Method C: HTTP REST API
Besides SMTP, another injection method that is gaining popularity is message submission through a REST API. Because it's way less chatty than SMTP, the chances of running into higher than anticipated network latencies are much smaller. Most marketing automation platforms support message submission through REST API as well, as well as most of not all cloud-hosted SMTP relay platforms. Furthermore, some commercial enterprise-grade MTAs are supporting this message injection method more and more. In a hybrid setup that consists of either cloud-based relays and on-premise MTAs that support REST API injection or that consists of different on-premise MTAs that support REST API injection, this method would allow for easier and more flexible switching between these solutions. Furthermore, authentication and security methods for HTTP are arguable even more developed than for SMTP.
Probably the biggest downside of REST API injection, as is the case with the other injection methods, is that the messages are typically not injected into the message queue directly. While this extra step is not a slow operation like spool pick-up directory, it may still cause some overhead and at bigger volumes, that may impact performance.
MailerQ supports injection over REST API. However because of the aforementioned reason, ideally we recommend using AMQP as the injection method. When injecting over REST API, MailerQ will store the submitted JSON message objects in the inbox queue in RabbitMQ.
Method D: Advanced Message Queuing Protocol (AMQP)
Although not supported by most MTAs and other delivery platforms, for those that do support it (such as MTAs that rely on RabbitMQ or Kafka for message queueing) this sure is the fastest injection method.
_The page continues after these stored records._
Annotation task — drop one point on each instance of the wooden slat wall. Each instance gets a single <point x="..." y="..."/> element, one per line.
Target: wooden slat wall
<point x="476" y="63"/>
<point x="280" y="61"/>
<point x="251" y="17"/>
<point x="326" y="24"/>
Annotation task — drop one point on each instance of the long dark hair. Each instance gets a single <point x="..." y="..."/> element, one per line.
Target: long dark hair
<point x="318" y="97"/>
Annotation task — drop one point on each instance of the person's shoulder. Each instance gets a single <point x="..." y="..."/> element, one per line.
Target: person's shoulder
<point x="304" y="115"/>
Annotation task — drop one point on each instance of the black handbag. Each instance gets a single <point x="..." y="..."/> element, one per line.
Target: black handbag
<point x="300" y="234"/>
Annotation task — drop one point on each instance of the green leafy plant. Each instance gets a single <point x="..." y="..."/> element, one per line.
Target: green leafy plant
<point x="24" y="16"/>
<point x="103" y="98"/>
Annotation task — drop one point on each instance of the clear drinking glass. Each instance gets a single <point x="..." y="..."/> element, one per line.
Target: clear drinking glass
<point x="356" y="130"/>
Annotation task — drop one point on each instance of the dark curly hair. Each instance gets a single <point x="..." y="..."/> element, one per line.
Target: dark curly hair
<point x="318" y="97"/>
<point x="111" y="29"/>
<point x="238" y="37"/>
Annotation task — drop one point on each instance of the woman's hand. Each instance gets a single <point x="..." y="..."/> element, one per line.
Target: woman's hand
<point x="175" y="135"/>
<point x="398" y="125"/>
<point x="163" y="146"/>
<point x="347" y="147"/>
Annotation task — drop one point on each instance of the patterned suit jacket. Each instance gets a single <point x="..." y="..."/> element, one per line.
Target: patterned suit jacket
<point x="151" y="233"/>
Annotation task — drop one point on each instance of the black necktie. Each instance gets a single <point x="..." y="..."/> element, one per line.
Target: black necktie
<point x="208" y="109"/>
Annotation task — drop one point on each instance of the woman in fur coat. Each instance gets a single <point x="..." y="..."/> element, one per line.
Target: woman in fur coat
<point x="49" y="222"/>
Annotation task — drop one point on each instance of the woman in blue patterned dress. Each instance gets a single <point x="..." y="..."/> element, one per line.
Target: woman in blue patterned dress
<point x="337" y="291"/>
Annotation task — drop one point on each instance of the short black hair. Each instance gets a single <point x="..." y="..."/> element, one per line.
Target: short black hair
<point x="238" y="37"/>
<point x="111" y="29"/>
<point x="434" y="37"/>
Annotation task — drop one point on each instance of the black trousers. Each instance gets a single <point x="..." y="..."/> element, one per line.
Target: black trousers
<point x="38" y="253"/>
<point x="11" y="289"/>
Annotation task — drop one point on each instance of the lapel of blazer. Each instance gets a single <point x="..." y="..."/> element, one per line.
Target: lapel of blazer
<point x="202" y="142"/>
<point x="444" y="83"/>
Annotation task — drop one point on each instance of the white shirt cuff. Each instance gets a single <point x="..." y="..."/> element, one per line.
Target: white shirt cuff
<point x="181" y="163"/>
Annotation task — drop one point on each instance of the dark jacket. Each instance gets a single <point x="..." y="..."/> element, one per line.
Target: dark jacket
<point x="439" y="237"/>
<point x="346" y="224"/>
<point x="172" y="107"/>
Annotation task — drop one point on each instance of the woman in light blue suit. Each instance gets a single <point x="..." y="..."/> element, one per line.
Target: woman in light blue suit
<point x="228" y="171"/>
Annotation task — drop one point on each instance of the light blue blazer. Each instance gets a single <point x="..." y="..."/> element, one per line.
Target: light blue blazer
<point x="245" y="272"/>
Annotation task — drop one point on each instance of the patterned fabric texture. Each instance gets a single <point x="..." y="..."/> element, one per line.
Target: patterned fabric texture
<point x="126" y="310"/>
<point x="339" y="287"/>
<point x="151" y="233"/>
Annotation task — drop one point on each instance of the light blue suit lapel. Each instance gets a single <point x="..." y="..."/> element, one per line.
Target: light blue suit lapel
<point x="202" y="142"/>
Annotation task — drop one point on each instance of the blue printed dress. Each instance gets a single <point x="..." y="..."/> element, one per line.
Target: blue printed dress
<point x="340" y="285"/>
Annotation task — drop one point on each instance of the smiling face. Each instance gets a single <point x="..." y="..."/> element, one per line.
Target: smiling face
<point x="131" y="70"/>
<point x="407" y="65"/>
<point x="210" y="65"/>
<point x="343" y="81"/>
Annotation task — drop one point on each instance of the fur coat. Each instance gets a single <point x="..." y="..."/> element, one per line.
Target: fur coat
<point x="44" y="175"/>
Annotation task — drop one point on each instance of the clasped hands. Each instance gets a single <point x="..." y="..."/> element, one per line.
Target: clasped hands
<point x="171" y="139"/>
The main reason for this is that messages are directly inserted into the outbound mail queue, skipping any overhead caused by converting and queuing the message. AMQP is way less chatty than SMTP and also less than HTTP, whilst still supporting security and authentication methods.
We compared the injection speed using SMTP, spool directory pick-up and AMQP of 100.000 messages on a mid-end consumer laptop with 16GB DDR4 RAM, Intel i7 8th generation processor and SSD. The MUA, spool directory and RabbitMQ were all located on the same machine. For all methods, 100 processes were allocated, meaning that 1000 messages were injected per process. All outbound traffic was paused so bounces and network latency could not affect performance, messages were 75KB in size and the MTA used was MailerQ. The results are plotted and displayed below:
Injection method | Number of messages | Seconds to inject |
---|---|---|
Spool directory pick-up | 100.000 | 55 seconds |
SMTP injection | 100.000 | 22 seconds |
AMQP injection | 100.000 | 9 seconds |
As expected, the spool directory pick-up is by far the slowest, taking more than twice as long as SMTP injection. We see that AMQP injection is the clear winner, beating SMTP injection by a whopping 13 seconds . After injecting all messages over AMQP, there are still more than 60.000 messages to be injected using SMTP and more than 87.000 using spool directory pick-up.